Nicholas Simafranca

Session
Session 2
Board Number
58

Fair Principal Component Analysis on High Dimensional Genetic Data

Principal Component Analysis (PCA) is a widely adopted dimensionality reduction technique in numerous scientific disciplines. However, traditional PCA may not provide equal representation of different populations within the dataset. Fair PCA is a linear dimensionality reduction method that aims to minimize reconstruction error while representing different populations with similar fidelity. In this study, we applied Fair PCA to the Population Reference Sample (POPRES) dataset, which consists of genotype data from approximately 8,000 individuals of diverse geographical origins.
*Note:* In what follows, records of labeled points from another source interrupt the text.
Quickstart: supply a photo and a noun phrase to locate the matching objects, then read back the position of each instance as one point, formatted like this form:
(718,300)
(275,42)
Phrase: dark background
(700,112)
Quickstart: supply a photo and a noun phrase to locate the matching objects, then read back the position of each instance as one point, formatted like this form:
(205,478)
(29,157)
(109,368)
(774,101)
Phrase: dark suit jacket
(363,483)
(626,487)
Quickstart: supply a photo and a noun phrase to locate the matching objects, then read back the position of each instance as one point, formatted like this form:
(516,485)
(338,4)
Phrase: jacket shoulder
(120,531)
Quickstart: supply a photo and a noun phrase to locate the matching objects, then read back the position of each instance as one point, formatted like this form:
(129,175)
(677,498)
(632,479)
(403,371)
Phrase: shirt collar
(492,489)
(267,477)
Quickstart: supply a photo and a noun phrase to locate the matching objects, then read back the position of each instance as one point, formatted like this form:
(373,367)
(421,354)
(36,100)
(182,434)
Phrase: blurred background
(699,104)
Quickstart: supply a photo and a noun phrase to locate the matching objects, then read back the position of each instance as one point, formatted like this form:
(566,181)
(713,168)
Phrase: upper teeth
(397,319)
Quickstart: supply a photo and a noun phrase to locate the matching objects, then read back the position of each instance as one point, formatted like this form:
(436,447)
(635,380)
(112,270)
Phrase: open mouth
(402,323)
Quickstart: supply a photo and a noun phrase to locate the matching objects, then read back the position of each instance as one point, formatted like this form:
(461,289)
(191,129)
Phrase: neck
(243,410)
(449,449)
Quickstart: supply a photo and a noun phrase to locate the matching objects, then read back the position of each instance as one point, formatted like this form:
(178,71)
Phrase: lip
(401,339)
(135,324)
We focused on a subset of 1,385 individuals of European origin, segregating them into four subgroups based on their geographic clusters. The subgroups were: (1) Spain and Portugal, (2) Western Europe, (3) Italy, and (4) Eastern Europe. Our objective was to compare the performance of Fair PCA against Classical PCA and assess its ability to provide an equitable representation of the different subgroups. However, our numerical experiments did not yield significant results, as the Fair PCA plot differed significantly from the Classical PCA plot. We suspect that partitioning the dataset into four distinct subgroups might have distorted the original geometric structure of the data, potentially affecting the performance of Fair PCA. While our research could not establish the effectiveness of Fair PCA in representing the POPRES dataset, we recommend further investigation into alternative data partitioning methods or modifications to the Fair PCA algorithm to better suit high-dimensional genetic data. This work contributes to ongoing efforts to develop more equitable dimensionality reduction techniques for diverse populations in genomic research.